The Analytics 2 student teams presented some interesting projects this semester:
- Team Energy partnered with ExxonMobil to develop a refinery crack spread model using SVM regression with kernel variations.
- Team Hacker placed in the top quartile of a Kaggle competition with a creative dimension reduction strategy.
They did a great job! (model development was primarily in RStudio / R Server).
I’d like to highlight Team Audit, who built a model in Azure Machine Learning that selects transactions from the GL and billing subledger (SQL Server tables with hundreds of thousands of transactions), and applies algorithms to test transactions for integrity (this approach was inspired by the EY forensics technology group, who came down from Charlotte to meet with us during the semester – thanks Scott and Atul!).

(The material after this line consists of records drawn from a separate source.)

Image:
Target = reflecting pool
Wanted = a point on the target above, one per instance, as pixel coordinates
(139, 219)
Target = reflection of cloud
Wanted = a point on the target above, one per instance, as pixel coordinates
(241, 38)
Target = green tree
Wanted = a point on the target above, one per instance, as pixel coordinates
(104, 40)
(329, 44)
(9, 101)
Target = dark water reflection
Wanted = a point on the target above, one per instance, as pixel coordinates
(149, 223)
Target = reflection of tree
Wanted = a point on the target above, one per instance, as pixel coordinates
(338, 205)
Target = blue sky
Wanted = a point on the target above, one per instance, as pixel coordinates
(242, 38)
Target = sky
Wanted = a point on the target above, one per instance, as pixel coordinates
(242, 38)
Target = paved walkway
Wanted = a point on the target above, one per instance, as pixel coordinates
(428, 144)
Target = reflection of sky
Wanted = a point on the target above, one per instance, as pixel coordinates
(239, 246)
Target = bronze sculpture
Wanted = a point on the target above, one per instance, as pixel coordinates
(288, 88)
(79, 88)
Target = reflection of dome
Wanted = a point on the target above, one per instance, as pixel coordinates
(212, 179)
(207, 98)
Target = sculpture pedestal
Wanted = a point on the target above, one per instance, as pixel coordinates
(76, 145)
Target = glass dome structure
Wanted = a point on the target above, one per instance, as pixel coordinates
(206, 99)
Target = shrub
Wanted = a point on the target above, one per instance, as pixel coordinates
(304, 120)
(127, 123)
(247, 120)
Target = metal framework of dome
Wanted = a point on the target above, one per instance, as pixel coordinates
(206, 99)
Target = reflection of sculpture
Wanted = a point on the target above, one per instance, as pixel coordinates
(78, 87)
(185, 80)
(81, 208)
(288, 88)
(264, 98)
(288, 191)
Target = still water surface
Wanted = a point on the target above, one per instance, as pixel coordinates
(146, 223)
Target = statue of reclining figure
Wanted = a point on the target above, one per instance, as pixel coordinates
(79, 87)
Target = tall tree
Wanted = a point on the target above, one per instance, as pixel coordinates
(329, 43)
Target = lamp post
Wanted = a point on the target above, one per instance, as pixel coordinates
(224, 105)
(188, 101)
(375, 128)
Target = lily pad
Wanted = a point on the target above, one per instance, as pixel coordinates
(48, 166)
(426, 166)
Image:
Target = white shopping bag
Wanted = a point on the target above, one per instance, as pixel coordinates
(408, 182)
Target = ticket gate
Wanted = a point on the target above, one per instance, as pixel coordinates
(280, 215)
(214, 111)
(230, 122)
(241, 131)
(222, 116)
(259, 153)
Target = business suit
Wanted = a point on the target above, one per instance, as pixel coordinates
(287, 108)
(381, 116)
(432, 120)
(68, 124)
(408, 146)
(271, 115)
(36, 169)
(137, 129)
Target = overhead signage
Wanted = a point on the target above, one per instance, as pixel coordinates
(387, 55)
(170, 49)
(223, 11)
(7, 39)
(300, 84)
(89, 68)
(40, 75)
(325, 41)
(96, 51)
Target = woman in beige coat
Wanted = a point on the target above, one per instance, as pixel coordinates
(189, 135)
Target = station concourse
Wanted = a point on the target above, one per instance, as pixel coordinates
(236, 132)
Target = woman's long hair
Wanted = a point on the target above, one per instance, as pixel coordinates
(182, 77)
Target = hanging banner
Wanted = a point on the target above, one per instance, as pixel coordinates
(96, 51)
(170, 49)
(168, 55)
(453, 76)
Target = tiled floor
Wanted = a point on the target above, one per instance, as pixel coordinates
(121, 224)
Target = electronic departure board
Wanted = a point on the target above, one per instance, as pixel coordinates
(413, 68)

The model reads the free text (descriptions, comments, etc.) in transactions and uses that data and other dimensions to predict account classification – the idea being that descriptive text can reveal the original intent of a transaction. It also tests the transaction value against predicted value. Then, the model brings all of this together and tests for exceptions. Out of the hundreds of thousands of transactions, the exceptions totaled less than 20:
This is good performance for text analytics and multi-classification, and the exceptions included every one of the test transactions that I planted (unknown to the students). I won’t go into the details of parameter tuning, but just to drill down a bit on Model Components:
- Free text data are run in parallel through N-Gram Extraction and Latent Dirichlet Allocation (LDA creates synthetic topics in clusters of words), and then merged before applying a Multiclass Decision Forest (the team found that merging n-grams with topics considerably improved classification accuracy. This is a good practice that I used at JPM ).
- The predicted classifications, along with all the original dimensions, are then run through to a Boosted Decision Tree Regression which predicts the transaction value.
- Finally, decision rules (R-Script Module) test classification and regression variances, and create the exceptions (final output to csv).
The final project presentations class is my favorite part of the semester – lots of fun. I thought the presentations were very professional – ready for prime time. We are very grateful for the partnership and participation of ExxonMobil, EY, Microsoft, and 2DA Analytics.
As we move forward, we will be focusing more on ERP / accounting scenarios, as a good portion of the students are MS-Accountancy (the rest are MBA and ME). Looking forward to a transfer pricing / tax optimization project with EY tax technology in the spring.